I smiled. I very clearly remember smiling.

“It’s the most wonderful feeling in the world. Everything is better. It’s like being on ecstasy all the time, minus the comedown and health implications. It’s something you never want to let go of, and it makes everything else in the world seem so small, so trivial.”

“Huh,” she said. “That sounds nice.”

“Have you ever been in love?” I asked.

She scoffed. “No.”

“You should try it sometime,” I told her. “Find someone who drives you insane in the best possible way, someone who you drive insane in the same way. There’s really nothing like it.”

“Maybe I will,” she said.

We walked another half block before she spoke again.

“All right,” she said. “You’re off the hook.”

“Thank y—”

“For now,” she said. “But if you and your little honey biscuit end up going splitskies, I want to be the first one you call. I’m seriously getting blue ovaries over here.”

I laughed so hard I lost my balance. That, of course, only made Wrigley start laughing.

We spoke for a few more minutes before I hailed a cab.
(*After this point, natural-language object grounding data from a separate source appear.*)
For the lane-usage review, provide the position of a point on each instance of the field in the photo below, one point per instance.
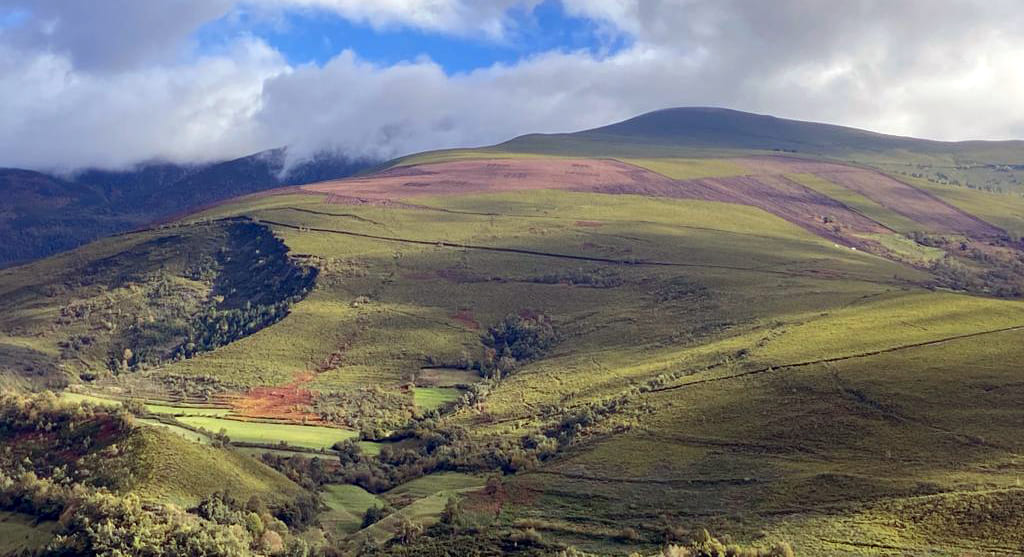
(434, 397)
(19, 533)
(768, 347)
(347, 505)
(259, 432)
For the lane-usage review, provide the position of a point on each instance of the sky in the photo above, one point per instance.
(113, 83)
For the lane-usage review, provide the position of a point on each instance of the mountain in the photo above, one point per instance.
(711, 128)
(41, 214)
(602, 346)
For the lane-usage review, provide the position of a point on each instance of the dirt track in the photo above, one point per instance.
(491, 176)
(766, 186)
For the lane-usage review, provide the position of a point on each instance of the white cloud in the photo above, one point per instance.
(898, 67)
(468, 17)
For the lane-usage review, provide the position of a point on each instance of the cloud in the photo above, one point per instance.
(466, 17)
(899, 67)
(110, 35)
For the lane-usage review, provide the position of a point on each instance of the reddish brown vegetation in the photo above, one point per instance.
(465, 316)
(289, 402)
(487, 176)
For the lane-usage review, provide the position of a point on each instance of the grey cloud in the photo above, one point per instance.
(899, 67)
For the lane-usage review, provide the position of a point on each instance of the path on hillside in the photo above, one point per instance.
(835, 359)
(593, 259)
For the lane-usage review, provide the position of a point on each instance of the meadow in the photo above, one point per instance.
(716, 366)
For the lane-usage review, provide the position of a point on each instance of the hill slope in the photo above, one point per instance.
(777, 348)
(42, 214)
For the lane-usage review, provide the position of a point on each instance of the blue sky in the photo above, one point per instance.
(315, 36)
(114, 82)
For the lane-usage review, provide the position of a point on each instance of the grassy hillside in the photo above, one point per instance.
(544, 352)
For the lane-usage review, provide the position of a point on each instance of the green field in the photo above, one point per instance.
(347, 505)
(711, 365)
(153, 408)
(434, 397)
(20, 534)
(261, 432)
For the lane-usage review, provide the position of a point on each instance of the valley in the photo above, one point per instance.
(553, 343)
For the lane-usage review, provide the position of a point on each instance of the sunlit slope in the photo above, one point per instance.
(649, 254)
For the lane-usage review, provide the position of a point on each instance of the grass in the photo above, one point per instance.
(690, 169)
(858, 203)
(434, 397)
(773, 387)
(165, 467)
(166, 410)
(423, 500)
(315, 437)
(20, 533)
(347, 504)
(908, 250)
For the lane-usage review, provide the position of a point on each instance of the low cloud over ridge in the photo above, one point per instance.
(119, 85)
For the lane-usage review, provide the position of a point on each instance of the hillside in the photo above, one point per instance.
(507, 350)
(43, 214)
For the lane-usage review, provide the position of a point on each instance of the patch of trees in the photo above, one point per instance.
(43, 435)
(995, 270)
(596, 277)
(254, 285)
(373, 410)
(99, 522)
(515, 340)
(72, 463)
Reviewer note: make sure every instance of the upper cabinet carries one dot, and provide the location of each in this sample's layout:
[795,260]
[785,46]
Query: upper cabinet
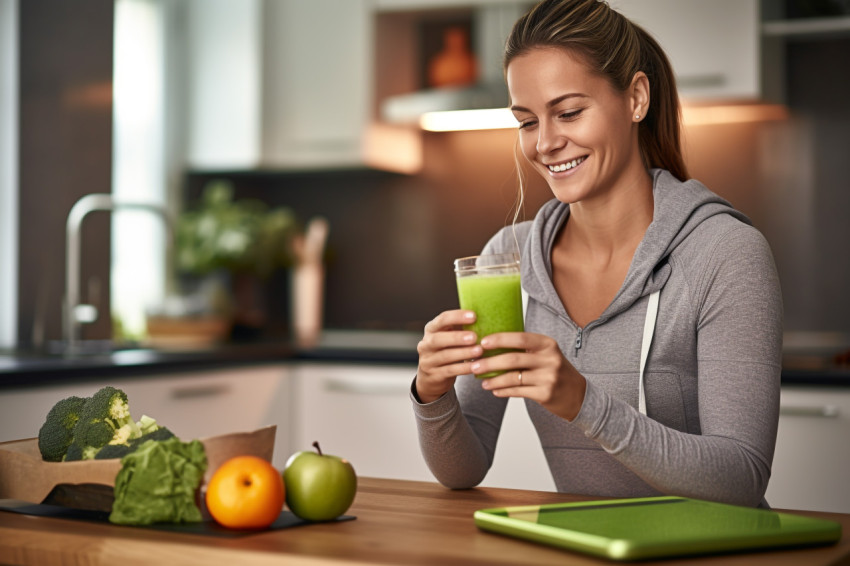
[714,46]
[285,84]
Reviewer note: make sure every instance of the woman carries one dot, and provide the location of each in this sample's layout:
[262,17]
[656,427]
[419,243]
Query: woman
[629,257]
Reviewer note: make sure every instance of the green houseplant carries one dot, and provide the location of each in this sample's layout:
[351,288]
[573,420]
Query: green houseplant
[226,249]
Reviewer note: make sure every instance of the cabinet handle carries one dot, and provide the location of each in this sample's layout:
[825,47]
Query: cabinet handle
[199,391]
[824,411]
[366,387]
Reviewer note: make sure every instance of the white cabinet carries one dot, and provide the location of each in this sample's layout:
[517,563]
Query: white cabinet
[286,85]
[811,466]
[364,413]
[712,45]
[281,84]
[191,405]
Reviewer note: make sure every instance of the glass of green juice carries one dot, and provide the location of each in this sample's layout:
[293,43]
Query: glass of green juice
[490,286]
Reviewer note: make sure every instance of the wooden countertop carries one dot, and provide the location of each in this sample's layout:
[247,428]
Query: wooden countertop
[398,522]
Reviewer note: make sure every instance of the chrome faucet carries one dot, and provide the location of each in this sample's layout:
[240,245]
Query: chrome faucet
[76,313]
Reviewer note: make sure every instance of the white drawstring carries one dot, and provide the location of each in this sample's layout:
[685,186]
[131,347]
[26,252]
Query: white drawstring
[648,332]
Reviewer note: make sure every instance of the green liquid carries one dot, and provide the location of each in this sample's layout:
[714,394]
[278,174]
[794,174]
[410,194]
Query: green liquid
[497,302]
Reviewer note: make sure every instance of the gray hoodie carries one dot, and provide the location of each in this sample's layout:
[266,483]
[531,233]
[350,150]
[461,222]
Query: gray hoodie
[712,374]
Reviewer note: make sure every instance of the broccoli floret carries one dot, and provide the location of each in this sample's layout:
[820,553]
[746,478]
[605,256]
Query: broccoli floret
[105,419]
[57,432]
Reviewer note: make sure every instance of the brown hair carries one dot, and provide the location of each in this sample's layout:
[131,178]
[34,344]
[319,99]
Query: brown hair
[616,48]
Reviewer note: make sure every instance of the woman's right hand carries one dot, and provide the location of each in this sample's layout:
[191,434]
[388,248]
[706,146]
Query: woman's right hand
[445,352]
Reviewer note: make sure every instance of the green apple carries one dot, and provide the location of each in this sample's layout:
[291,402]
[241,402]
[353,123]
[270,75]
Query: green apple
[319,487]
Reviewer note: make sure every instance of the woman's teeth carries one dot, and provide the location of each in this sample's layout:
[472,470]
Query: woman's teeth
[566,166]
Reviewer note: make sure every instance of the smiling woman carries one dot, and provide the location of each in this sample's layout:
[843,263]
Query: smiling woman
[650,359]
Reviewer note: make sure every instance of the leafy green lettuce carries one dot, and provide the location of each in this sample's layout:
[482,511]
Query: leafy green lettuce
[158,482]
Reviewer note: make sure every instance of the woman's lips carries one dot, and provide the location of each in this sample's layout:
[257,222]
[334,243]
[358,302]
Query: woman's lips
[566,165]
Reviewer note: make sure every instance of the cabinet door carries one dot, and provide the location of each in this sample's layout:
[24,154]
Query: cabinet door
[316,82]
[364,414]
[712,45]
[812,459]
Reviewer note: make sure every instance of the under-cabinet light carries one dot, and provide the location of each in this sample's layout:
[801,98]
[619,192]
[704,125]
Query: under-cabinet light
[458,120]
[732,114]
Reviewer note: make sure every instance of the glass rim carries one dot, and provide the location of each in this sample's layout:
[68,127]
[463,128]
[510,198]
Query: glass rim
[492,261]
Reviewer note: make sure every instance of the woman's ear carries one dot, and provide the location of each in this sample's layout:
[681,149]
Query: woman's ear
[639,93]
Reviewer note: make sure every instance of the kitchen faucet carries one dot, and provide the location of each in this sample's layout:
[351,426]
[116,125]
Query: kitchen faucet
[76,313]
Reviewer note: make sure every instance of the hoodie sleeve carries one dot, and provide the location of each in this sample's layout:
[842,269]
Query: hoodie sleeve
[458,440]
[739,322]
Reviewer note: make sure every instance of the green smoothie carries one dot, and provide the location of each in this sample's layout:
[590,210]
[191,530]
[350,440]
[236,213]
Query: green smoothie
[497,302]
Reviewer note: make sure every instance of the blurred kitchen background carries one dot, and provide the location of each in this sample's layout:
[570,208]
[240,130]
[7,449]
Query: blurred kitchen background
[312,108]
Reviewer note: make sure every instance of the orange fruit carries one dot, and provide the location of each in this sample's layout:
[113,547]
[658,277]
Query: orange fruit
[246,492]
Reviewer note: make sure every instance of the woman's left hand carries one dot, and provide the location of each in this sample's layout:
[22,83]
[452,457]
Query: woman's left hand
[536,369]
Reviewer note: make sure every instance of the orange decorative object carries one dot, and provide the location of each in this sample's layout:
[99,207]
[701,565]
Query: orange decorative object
[454,65]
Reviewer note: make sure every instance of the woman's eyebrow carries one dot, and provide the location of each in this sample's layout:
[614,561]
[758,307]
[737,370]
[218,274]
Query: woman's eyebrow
[551,103]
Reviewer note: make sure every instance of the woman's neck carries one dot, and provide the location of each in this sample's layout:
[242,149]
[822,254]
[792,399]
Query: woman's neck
[604,226]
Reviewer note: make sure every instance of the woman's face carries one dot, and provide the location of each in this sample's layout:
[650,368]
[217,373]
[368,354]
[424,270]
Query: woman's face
[575,129]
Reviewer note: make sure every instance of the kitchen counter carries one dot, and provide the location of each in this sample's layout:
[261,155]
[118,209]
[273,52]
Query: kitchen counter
[350,346]
[398,522]
[28,369]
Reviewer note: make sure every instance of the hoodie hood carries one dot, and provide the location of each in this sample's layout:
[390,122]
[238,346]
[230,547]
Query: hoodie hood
[679,208]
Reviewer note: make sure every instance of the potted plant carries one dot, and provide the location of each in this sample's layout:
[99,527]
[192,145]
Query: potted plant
[225,249]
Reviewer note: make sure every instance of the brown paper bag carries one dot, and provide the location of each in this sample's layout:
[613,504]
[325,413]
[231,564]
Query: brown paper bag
[26,477]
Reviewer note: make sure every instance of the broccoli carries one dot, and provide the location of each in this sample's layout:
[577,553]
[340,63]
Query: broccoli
[57,432]
[99,427]
[104,419]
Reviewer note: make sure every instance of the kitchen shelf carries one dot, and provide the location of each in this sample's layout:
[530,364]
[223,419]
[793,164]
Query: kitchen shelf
[808,28]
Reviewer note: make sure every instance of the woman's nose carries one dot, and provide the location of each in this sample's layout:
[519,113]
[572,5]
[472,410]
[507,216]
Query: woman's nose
[548,138]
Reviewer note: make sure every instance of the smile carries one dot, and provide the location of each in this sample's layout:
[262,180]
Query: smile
[567,165]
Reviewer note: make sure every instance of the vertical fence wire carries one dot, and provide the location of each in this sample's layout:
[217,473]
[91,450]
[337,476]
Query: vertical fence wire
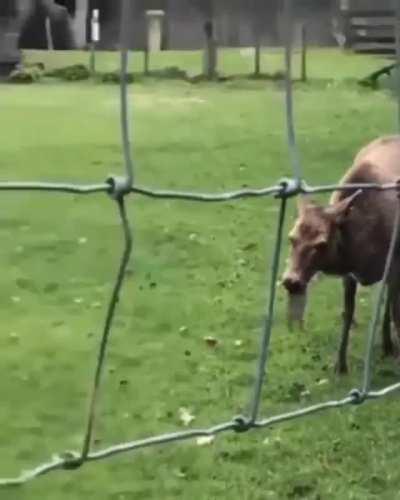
[267,329]
[291,135]
[380,300]
[107,326]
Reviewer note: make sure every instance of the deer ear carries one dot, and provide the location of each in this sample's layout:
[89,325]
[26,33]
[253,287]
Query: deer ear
[340,210]
[303,203]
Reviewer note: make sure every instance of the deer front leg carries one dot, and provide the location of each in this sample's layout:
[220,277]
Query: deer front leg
[350,290]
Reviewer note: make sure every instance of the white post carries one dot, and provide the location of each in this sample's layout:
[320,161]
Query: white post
[154,29]
[95,38]
[79,23]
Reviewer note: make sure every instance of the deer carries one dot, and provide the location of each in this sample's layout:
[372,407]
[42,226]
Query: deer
[349,238]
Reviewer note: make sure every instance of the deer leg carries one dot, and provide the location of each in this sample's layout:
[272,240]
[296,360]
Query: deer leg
[394,294]
[387,343]
[350,290]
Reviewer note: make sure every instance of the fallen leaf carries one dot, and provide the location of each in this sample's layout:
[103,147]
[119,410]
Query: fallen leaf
[205,440]
[185,416]
[211,341]
[180,473]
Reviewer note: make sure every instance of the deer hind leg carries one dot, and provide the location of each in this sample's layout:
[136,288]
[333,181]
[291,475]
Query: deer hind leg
[394,297]
[388,346]
[350,290]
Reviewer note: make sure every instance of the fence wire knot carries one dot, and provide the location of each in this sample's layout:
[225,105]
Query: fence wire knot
[71,460]
[119,187]
[289,188]
[242,424]
[357,396]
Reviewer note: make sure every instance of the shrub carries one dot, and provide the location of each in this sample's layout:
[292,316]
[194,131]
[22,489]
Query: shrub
[25,75]
[72,73]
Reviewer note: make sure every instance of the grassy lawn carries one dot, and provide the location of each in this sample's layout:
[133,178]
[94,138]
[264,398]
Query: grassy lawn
[197,270]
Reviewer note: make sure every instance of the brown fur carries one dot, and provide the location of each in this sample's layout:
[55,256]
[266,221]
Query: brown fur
[350,237]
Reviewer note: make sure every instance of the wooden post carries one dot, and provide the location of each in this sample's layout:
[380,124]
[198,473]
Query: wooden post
[210,53]
[49,34]
[95,38]
[257,28]
[303,76]
[146,61]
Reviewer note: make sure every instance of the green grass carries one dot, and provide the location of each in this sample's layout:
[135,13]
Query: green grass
[197,270]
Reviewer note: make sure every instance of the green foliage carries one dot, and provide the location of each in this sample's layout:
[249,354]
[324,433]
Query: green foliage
[26,74]
[76,72]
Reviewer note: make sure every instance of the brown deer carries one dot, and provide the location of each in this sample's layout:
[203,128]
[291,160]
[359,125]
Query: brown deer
[350,238]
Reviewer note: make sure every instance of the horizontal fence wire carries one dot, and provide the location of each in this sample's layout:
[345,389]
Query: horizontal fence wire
[120,187]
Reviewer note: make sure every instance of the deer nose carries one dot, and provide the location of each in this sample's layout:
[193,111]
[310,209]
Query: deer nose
[294,284]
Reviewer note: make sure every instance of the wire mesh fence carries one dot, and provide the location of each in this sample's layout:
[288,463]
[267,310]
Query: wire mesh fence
[121,187]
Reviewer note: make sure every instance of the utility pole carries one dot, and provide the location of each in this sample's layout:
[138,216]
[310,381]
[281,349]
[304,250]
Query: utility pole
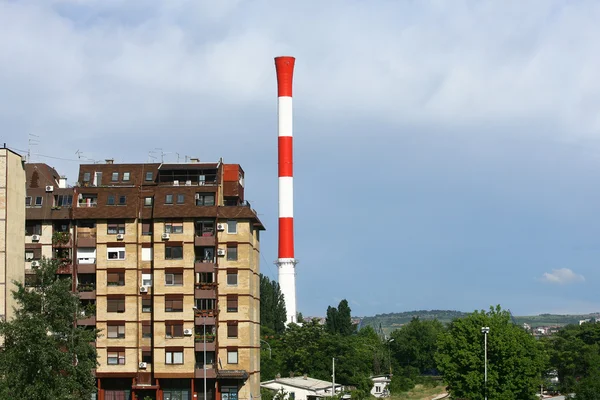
[333,378]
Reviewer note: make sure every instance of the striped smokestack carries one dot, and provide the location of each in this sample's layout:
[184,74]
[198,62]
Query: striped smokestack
[286,262]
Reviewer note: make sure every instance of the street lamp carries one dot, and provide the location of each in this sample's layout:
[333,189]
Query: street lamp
[485,330]
[390,355]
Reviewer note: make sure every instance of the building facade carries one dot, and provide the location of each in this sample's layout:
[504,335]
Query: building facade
[12,216]
[165,258]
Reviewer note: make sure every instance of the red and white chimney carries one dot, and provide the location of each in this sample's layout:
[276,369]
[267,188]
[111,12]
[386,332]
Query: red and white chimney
[286,262]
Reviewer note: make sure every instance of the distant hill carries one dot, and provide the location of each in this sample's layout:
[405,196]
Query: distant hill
[392,321]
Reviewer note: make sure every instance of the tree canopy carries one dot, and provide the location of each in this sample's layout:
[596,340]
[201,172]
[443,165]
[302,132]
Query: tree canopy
[515,359]
[45,355]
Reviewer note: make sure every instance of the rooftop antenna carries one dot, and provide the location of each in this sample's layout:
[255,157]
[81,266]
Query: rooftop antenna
[32,141]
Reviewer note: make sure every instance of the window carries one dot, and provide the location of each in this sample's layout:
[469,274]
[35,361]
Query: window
[206,304]
[232,303]
[63,200]
[115,357]
[231,356]
[33,228]
[116,331]
[147,357]
[232,252]
[173,329]
[146,305]
[115,304]
[146,253]
[205,199]
[173,252]
[114,228]
[174,227]
[146,330]
[115,278]
[174,279]
[146,227]
[231,277]
[116,253]
[231,226]
[232,330]
[174,357]
[174,304]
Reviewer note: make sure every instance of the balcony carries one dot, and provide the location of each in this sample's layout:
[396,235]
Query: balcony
[87,291]
[210,346]
[86,268]
[211,372]
[206,319]
[86,237]
[61,239]
[204,239]
[202,265]
[65,266]
[205,291]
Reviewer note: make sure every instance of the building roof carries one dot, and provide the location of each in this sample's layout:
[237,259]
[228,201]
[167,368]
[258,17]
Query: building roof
[302,383]
[40,175]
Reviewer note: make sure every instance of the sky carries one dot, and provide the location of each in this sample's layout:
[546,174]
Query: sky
[447,153]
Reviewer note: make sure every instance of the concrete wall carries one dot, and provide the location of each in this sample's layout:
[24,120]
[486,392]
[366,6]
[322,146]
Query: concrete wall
[12,228]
I thanked her for finally understanding, and we actually shook hands before I got in the taxi.

I look at the clock.

Leila said she wouldn’t be any later than eight o’clock, but it’s already nine-thirty.

I pull out my phone and call her number, but it just goes straight to voicemail.

Maybe we miscommunicated somehow and one of us ended up in the wrong bar.

I don’t know, but I don’t like what I’m feeling. It’s the kind of heaviness that makes it a little hard to breathe.

The thought crosses my mind, but I dismiss it before it has a chance to fully form. I’m nowhere near ready for that.

I order another shot and ask the bartender if they sell any gum.

He says, “Sorry,” and pours me my shot.

I pay him and drink it down, watching the ice cube melt in my tequila sunrise.

It doesn’t make much sense, but I kind of wish that Wrigley was here right now. Despite her general lunacy, she actually does have a way of cutting through the shit and giving some pretty solid advice from time to time.

I’m not ready to make that phone call, either, though.

Leila and I have been talking about how we’re going to find a way to spend time with each other after she leaves, but neither one of us really wanted to take that conversation too far.

I know, on my end, that’s because I simply don’t want her to go, much less admit the reality that there’s nothing I can really do about it without guilting her and being the biggest ass hat on the planet.

Another shot of vodka finds its way into my stomach, and I’m really starting to get worried.

That’s when I feel a hand on my shoulder.

I smile and turn around.

“What the fuck are you doing here?” I ask.

“Now that’s not the way to greet someone,” Mike says. “How are you doing?”

“Half-drunk,” I tell him. “Where’s Leila?”

“That’s why I’m here,” he says.

“What happened?” I ask, and am instantly on my feet.

“Sit down,” he says. “She’s already gone.”

*                    *                    *

She’s gone. She’s actually gone.

After Mike found me at the restaurant, he saw me back home. He even paid for the cab.

His car, he told me, was somewhere in New Jersey, carrying Leila and all of the stuff she wanted to take with her. Or, to be more accurate, all the stuff she wanted to take that the movers didn’t take themselves.